Severe issue on multiple Central working with images - Error 500

Hi,

I am facing the same issue on 2 of my ODK central installations, both containing quite a big amount of data. One instance has around 40k+ submissions (each with at least 2 images), while the other has around 6k submissions, each with around 3 images each.

I suspect that the issue comes when someone tries to start a download of all data with media images. The Central server starts giving following issues:

  • Unable to login. Message coming as SOMETHING WENT WRONG - ERROR 500.
  • If you have a logged in session already, the portal starts giving message: THE USER IS ALREADY LOGGED IN. PLEASE REFRESH THE PAGE.
  • There is no way to login to the central portal via any account.

Also, the field workers are unable to send data to the server.
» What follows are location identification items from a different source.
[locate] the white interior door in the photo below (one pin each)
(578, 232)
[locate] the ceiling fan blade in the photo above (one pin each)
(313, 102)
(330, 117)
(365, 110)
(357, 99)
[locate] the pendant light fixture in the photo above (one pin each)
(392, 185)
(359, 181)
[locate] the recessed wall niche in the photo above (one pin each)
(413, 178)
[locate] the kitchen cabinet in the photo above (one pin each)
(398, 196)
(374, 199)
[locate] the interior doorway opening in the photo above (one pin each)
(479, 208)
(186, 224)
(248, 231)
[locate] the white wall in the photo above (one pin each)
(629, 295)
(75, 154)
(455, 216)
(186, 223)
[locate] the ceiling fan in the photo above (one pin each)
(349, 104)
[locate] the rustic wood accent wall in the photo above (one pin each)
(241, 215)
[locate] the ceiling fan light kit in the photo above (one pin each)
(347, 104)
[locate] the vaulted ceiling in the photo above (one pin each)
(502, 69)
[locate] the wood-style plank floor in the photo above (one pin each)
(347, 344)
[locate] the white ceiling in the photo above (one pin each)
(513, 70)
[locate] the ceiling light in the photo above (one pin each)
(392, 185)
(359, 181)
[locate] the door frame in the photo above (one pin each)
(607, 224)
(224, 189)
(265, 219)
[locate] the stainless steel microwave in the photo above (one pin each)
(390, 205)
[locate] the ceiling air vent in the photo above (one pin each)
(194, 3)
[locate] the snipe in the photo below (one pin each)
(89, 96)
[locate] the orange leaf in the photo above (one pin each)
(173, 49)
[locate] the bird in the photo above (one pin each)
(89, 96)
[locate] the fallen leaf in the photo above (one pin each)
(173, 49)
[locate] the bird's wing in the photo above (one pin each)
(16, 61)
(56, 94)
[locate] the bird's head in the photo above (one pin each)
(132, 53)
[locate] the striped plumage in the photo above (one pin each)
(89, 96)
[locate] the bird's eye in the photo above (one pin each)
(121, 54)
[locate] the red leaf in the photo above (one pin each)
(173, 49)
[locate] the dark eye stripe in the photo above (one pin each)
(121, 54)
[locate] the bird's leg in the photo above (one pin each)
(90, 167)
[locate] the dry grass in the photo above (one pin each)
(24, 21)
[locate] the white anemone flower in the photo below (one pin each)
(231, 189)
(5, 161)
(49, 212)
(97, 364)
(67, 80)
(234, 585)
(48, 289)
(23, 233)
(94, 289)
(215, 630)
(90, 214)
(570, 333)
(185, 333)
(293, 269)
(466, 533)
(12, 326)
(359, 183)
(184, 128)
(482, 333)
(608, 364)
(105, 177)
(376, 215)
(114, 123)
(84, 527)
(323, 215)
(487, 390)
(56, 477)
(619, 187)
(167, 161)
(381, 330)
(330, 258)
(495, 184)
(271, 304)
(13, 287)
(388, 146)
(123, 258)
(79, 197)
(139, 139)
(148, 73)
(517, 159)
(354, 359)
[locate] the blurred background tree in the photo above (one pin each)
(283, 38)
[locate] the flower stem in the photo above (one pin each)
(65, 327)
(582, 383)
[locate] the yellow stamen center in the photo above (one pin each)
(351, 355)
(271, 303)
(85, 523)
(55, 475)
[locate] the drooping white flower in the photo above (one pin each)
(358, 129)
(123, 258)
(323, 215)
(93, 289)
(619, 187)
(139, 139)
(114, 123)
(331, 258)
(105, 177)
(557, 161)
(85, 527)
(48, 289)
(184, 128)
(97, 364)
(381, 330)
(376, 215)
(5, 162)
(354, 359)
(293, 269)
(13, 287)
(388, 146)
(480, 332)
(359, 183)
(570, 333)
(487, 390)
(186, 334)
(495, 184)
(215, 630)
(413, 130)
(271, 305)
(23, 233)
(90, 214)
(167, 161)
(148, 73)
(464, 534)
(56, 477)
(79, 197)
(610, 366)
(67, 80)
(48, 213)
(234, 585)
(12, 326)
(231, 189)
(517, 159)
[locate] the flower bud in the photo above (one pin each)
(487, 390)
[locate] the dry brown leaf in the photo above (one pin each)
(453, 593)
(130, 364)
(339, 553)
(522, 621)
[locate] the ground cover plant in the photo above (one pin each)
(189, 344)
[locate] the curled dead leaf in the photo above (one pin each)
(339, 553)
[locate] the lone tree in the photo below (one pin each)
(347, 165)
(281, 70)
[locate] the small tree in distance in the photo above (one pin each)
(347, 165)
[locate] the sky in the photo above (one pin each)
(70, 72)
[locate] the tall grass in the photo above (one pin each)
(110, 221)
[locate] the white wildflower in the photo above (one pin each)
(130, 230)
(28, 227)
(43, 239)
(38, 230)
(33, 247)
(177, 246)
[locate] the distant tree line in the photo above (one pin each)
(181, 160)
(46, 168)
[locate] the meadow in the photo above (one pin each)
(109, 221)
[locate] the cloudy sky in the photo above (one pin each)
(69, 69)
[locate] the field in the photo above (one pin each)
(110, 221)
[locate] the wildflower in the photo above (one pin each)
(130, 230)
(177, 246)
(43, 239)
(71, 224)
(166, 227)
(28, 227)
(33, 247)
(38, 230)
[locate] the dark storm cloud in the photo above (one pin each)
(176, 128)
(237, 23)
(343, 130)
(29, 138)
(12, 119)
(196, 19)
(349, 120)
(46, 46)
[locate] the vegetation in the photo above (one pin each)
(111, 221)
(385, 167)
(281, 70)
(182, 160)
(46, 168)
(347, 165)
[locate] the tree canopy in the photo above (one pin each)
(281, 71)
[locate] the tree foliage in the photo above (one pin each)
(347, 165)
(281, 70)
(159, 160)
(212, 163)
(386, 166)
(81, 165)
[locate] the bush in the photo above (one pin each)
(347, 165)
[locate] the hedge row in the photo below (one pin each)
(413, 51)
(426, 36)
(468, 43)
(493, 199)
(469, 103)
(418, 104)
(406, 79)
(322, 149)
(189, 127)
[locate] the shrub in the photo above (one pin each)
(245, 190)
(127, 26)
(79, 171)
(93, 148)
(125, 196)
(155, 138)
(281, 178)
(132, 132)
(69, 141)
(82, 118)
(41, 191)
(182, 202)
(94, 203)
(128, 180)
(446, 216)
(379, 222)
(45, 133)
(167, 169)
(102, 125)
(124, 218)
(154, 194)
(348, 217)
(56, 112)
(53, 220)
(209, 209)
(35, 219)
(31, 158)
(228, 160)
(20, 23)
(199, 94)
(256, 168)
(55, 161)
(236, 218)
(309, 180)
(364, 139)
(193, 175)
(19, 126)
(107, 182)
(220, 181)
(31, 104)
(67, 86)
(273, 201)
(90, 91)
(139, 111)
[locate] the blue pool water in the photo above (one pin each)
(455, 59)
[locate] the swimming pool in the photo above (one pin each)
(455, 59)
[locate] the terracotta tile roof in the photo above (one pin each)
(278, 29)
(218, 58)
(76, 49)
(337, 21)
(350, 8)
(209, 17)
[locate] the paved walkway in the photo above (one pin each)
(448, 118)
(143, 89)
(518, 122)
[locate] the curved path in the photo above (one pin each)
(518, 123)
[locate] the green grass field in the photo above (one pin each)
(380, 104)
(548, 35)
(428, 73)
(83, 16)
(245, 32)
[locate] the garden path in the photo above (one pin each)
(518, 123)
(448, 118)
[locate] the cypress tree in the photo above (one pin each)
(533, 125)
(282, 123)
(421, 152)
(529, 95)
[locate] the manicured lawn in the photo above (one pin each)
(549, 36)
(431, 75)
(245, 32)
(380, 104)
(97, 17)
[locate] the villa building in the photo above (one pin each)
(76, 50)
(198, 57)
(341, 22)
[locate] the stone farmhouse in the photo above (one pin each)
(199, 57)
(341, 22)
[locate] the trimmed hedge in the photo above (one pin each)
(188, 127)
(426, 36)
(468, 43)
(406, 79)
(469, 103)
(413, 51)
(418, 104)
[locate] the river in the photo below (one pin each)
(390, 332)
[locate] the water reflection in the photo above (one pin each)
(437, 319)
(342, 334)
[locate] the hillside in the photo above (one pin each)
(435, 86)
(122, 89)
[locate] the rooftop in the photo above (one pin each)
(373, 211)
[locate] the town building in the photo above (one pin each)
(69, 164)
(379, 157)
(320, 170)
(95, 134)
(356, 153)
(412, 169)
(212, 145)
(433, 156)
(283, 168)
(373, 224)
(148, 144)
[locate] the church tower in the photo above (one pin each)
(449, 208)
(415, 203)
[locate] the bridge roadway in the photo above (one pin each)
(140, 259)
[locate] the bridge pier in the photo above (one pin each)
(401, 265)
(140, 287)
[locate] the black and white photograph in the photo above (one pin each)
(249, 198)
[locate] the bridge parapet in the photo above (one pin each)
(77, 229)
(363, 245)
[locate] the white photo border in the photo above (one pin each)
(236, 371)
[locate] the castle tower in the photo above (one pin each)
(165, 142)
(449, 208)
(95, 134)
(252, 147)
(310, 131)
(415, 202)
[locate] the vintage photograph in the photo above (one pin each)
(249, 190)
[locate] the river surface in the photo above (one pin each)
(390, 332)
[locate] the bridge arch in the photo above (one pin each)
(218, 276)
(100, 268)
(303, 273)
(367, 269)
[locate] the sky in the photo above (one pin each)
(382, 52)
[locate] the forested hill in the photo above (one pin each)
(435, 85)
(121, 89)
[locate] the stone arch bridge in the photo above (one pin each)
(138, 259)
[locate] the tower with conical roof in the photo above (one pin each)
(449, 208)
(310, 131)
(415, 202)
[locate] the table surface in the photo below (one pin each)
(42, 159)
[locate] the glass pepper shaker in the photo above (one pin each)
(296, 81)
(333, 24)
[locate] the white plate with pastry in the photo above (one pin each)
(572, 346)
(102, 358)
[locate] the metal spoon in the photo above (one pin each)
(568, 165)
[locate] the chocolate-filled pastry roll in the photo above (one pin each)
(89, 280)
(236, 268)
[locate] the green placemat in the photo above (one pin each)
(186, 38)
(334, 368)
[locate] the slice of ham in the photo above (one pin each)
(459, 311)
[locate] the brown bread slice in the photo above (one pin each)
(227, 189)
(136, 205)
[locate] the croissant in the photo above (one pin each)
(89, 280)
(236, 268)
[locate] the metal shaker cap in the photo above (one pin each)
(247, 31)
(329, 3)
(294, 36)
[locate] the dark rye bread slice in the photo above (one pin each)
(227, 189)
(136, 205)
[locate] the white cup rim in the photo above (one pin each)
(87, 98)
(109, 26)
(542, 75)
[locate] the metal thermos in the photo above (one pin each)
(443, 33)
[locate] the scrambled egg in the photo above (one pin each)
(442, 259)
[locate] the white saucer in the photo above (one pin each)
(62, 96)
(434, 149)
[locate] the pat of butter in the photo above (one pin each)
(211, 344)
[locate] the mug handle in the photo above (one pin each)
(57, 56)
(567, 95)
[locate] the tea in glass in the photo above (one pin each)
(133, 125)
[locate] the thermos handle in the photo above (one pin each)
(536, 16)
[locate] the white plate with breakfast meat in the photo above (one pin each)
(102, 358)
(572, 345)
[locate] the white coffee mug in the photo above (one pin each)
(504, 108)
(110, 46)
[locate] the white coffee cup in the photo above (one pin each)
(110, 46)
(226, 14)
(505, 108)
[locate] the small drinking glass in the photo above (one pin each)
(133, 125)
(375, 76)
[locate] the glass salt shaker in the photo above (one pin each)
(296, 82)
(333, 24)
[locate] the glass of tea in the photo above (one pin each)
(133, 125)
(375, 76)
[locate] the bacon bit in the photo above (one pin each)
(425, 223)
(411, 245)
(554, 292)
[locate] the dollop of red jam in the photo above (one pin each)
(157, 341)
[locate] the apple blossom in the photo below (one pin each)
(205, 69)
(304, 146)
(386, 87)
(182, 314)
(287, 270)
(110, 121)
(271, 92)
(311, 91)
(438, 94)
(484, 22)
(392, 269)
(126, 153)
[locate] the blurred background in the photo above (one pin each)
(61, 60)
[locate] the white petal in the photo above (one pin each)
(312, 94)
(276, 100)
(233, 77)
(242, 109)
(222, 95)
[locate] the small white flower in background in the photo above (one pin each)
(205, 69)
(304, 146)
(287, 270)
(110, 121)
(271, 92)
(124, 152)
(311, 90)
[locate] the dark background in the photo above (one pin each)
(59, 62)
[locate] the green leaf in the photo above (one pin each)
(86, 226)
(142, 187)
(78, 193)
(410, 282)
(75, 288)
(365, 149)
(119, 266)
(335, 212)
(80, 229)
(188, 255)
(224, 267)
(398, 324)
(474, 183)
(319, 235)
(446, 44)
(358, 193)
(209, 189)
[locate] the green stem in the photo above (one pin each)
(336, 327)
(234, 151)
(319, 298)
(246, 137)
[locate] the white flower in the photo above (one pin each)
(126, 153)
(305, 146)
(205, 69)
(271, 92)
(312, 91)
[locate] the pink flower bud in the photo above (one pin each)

The Collect app also starts giving error of 500 and CANNOT CONNECT messages.

Central version 1.3.3. No issue of RAM or CPU or disk space.

Temporary workaround: I tried everything but nothing worked. I had to restart the full machine again. Then everything started working. But after a couple of days, the same thing happened again.

If someone could help, I would be grateful. Let me know if you need to me pull out some logs.

Thanks,
Saad

1 Like

I get those user login issues every now and then. Deleting browser cookies fixes that.

I've seen issues fixed temporarily through a server restart here on this forum. Are you low on disk space? Running the latest Central version?

Hi @Florian_May

Thanks. It does not work for me like this. I have tried clearing cache, changing browsers and changing computers as well.

Restart is a not a good way, although it is the only way I know so far. There is always a risk of anything going wrong, ending up losing all data. The data so far is so huge that it's not easily possible to back it up frequently. No issue of RAM, CPU or disk space. Version is 1.3.3, but I assume 1.4 is also having similar issues (I saw some thread in forum).

I used ODK Aggregate to its breaking point with huge huge amount of data in different projects, and it never broke down. But Central is causing issues. Need some permanent fix for it.

Let me know if I could get you some logs for troubleshooting.

Many thanks,
Saad

We run Central instances with much more data than you have that don't have this problem. The issue is most likely with your infrastructure.

Look at your logs. What do they say when you start a download with media?

You say you have no issue of RAM or CPU. What frequency are you measuring usage? Are you looking at the host only or also each container's stats?

Hi @yanokwa,

Thanks, very valid points. My infra is in AWS, and I select pretty powerful machines (never lighter than t3.large). However, the RAM and CPU checks I do on the host only, not inside containers.

Would need some hand-holding for picking up logs (which and how), and also how to check container resources?

Many thanks,
Saad

Note that t3.large is burstable and so performance isn't predictable.

Independent of that, a machine with lots of RAM won't help because node (which Central uses) won't use more than 2 GB of RAM unless you specifically allocate more RAM.

See https://docs.getodk.org/central-troubleshooting/#reading-container-logs for how to read logs and check status.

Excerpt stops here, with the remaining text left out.